I had been sick for an entire month.
It was just a cold; brought on by abruptly lower temperatures after a balmy summer. I should’ve been over it in a few days.
     It had been a month.
     I was living in Korea, doing humanitarian work. It was fulfilling, and I felt better about what I was doing with my life than I had in a long time. At the same time, foreign food helped me lose weight, which raised my spirits even more. I experienced an emotional high every time I saw lower numbers on our scale. More than poor photos and fake compliments, a scale’s number was something I could rely on to know if I was ugly or not. After all, if I was fat I looked bad, and if I could lose weight than I’d be on the first step towards actually being physically attractive. I was never the muscular type, and in my head that meant I needed to be dangerously thin instead. You’re either muscular or emaciated — otherwise you’re chunky. That was typical of the self-defeating logic I’d fallen victim to.

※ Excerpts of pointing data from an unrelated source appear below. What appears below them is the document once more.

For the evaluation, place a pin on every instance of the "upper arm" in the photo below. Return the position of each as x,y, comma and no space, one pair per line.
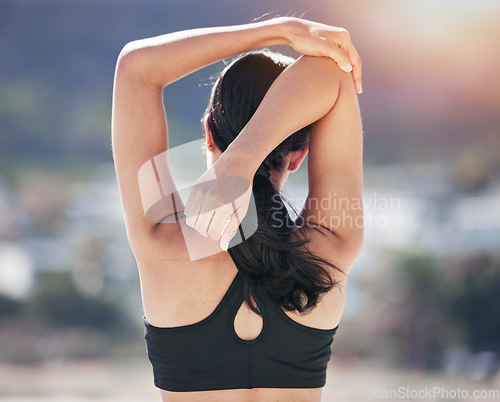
139,133
335,171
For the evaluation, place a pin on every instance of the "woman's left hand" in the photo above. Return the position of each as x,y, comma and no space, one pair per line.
218,202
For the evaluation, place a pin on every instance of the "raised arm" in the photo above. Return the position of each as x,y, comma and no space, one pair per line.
145,67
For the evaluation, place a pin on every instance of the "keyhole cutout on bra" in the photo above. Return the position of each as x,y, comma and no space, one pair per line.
247,324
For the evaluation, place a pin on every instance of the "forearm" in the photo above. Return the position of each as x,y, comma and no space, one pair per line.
304,93
164,59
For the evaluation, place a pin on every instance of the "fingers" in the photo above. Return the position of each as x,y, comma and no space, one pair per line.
337,54
230,231
356,68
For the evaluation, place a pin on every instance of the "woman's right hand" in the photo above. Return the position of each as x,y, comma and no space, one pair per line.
315,39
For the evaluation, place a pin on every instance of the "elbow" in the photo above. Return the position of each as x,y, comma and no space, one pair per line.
129,60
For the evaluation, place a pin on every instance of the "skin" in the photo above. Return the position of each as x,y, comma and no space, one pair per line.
177,290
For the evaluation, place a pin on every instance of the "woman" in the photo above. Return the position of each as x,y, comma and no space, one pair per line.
254,319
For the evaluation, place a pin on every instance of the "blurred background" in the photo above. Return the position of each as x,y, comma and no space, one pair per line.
424,298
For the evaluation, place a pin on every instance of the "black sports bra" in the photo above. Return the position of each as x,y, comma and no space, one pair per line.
209,355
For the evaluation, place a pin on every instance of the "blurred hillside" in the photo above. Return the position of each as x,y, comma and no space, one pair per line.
422,296
430,76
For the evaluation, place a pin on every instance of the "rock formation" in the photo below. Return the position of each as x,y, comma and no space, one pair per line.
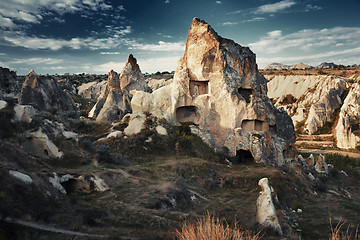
91,90
321,165
114,101
265,209
217,86
348,124
44,94
9,86
308,98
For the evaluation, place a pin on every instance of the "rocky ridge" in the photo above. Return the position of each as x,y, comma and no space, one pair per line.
217,76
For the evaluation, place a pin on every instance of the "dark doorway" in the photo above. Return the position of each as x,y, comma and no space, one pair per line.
187,114
243,156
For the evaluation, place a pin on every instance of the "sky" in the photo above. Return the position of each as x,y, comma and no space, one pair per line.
96,36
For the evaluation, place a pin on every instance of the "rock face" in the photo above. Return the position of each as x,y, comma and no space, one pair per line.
266,212
348,123
39,144
44,94
114,101
217,86
9,86
308,98
91,90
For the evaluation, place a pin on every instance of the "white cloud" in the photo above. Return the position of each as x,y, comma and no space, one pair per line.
110,53
48,61
160,47
256,19
32,11
307,40
274,7
7,22
310,7
229,23
107,67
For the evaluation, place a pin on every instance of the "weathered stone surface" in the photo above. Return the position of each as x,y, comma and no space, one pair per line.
24,113
217,86
136,124
78,183
320,94
39,144
91,90
44,94
349,113
3,104
21,176
321,166
115,134
266,212
131,77
9,86
161,130
114,101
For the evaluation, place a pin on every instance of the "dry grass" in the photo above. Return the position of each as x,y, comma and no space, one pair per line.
339,233
208,227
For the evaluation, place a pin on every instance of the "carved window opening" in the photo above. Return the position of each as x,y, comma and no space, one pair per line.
246,93
199,87
257,125
187,114
243,156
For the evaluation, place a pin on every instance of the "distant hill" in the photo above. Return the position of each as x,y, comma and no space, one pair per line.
275,66
300,66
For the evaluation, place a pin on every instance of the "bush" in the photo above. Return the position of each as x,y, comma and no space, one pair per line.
211,228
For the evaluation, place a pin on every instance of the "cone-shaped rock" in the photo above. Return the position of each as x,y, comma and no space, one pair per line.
114,101
44,94
131,77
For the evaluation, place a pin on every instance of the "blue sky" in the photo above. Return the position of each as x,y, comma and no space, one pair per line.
95,36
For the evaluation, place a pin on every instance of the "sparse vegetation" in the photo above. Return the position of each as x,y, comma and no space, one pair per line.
208,227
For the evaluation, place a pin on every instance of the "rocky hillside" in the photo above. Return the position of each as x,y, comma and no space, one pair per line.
319,103
211,141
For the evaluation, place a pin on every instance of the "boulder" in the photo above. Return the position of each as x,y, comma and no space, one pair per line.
44,94
3,104
21,176
136,124
346,137
265,209
39,144
91,90
24,113
9,86
68,183
161,130
321,166
217,86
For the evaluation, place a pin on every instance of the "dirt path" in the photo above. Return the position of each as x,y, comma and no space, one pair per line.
51,229
323,151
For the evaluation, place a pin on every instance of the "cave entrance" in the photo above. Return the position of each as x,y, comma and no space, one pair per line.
74,185
254,124
199,87
246,93
187,114
243,156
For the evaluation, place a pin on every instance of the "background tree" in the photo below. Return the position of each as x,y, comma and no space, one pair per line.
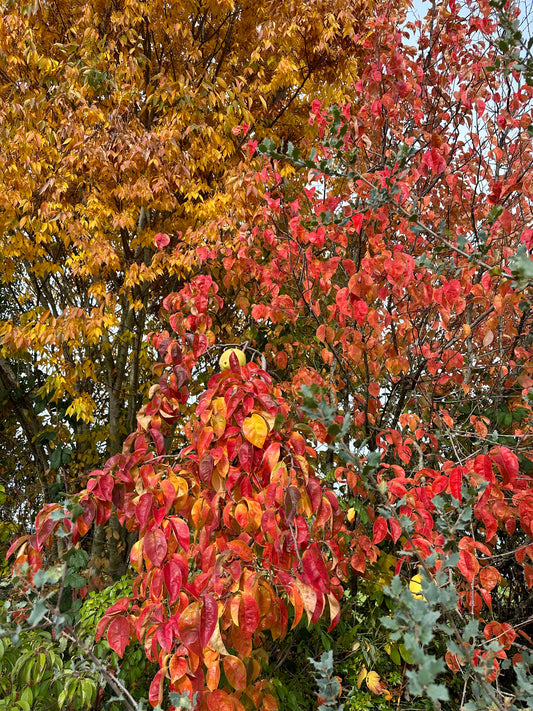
367,474
118,124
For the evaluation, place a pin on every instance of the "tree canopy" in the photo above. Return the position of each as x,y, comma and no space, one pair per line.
345,198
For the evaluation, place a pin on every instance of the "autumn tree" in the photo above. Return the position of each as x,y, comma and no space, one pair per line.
367,472
119,122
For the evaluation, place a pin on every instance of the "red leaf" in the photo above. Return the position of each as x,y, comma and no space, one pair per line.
206,467
208,619
235,672
219,700
155,546
379,530
395,529
181,529
159,440
528,573
315,569
143,509
178,667
155,694
456,481
507,463
16,544
118,634
248,614
172,577
489,577
246,453
105,486
165,635
468,565
189,627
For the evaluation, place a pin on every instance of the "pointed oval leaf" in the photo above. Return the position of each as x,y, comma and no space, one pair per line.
118,634
208,619
255,429
155,546
235,672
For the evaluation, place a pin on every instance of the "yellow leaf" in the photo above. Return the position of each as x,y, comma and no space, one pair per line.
415,586
255,429
374,683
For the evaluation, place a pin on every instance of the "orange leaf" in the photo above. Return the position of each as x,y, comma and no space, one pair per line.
235,672
374,683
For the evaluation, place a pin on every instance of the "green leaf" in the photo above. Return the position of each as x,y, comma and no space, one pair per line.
39,611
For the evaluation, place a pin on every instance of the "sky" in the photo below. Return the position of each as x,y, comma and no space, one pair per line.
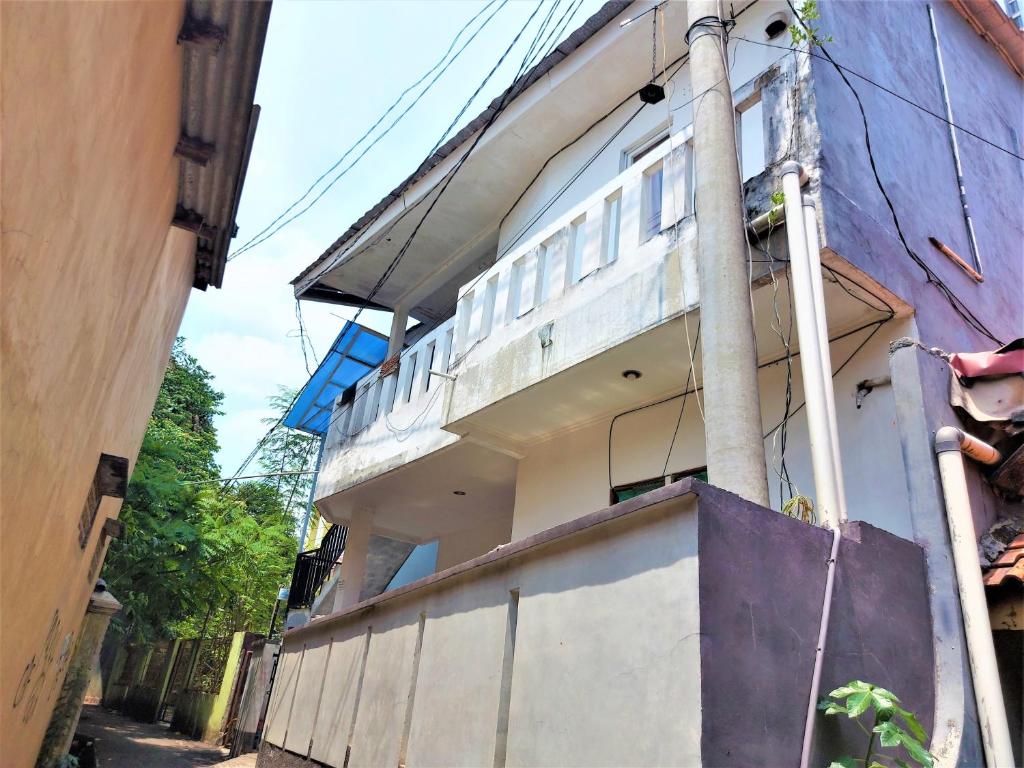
330,70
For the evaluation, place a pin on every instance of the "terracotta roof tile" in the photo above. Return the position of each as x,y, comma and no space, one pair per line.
1009,565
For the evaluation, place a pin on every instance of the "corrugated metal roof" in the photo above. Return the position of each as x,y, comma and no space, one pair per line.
355,352
217,91
590,28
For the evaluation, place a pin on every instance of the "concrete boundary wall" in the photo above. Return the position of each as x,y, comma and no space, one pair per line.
677,628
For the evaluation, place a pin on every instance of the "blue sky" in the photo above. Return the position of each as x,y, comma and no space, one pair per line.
329,71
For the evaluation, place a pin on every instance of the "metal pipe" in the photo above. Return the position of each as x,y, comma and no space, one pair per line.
950,445
975,253
732,411
312,489
815,379
817,288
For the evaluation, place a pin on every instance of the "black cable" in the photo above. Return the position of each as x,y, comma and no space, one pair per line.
682,407
878,85
876,325
954,301
258,238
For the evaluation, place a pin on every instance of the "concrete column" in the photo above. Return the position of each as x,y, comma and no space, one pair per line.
60,731
353,561
732,411
398,322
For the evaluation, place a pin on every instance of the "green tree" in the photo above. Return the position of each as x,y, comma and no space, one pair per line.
195,556
288,451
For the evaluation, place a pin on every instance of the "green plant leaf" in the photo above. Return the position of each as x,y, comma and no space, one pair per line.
916,750
911,722
889,733
857,704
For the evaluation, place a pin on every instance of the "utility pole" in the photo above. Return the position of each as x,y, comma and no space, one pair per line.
732,411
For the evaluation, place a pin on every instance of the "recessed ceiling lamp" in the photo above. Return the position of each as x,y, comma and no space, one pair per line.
651,93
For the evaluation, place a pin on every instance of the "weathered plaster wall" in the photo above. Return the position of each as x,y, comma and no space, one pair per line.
913,157
94,284
678,628
567,476
747,62
892,44
471,543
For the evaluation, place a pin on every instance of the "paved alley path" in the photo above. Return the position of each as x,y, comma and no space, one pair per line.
121,742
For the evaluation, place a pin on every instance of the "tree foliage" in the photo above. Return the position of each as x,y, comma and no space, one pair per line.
195,557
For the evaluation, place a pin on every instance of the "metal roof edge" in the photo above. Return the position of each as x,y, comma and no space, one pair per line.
581,35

     Every time I saw the Korean people I worked with, I beamed inwardly. They would all comment on my lost weight, always approving. I relished the rush that come from that positive reinforcement — it was so much better than the typically Korean blunt comments I’d received a couple of months ago when I first came to Korea. I never wanted to be referred to as “the fat one” again. I didn’t want my appearance to become my identity.
     And so, ironically, I let my appearance become my identity in a different way.
     The work we did was exhaustive, but I was able to successfully shrink my appetite until I only ate a small serving of rice with a dumpling to feel satisfied. Eating that way was easier: with a partner by my side and two other roommates, other blatantly unhealthy forms of weight loss were off the table. Since I was still eating, I was still healthy; I was still doing good. And to be honest, I was proud of my small portions. They were like miniature medals, awarding me for my self-control and marking my progress towards victory over how not-handsome I was. Besides; I was a guy, and everybody knew that guys eat too much in the first place anyways. It’s girls that need to worry about their food. They’re the ones in danger from vulnerable egos and fragile psyches. At least, that’s the defense that buzzed in my skull throughout the month.
     One month with a common cold, and my best friend couldn’t stand it anymore. I had finished doing the dishes and was going to bed early when he looked at me and made a simple statement that opened my eyes.
     “You’re still sick because you’re not eating enough.”
      I hadn’t connected the two before. But as soon as I looked at his face, I knew it was true. I had starved my body of its strength, and was keeping it weak and vulnerable. By basing my own worth off of other peoples arbitrary comments, I’d done the same thing to my spirit. I wanted to be free of being ugly but really I’d just enslaved myself to fear.
     So, what happened?
     I had friends who cared. I had friends who understood what I wanted, and who showed me healthy alternatives to the self-destructive easy fix-its I was reaching for. They didn’t try to push me back to who I was before I worried so much about calories and kilograms, but they didn’t leave me in that pit either. They helped me climb out and be somebody new.
    I’m still conscious of my eating choices and I worry a little too much about exercise. But that’s alright — I’m becoming more comfortable in my skin. There are growing pains and relapses and binges and moments where I want to give up but it’s all worth it because I can look myself in the mirror and decide, “Not so bad, today.” And one day I’ll be able to smile and think to myself, “Hey, good looking. Do you come here often?”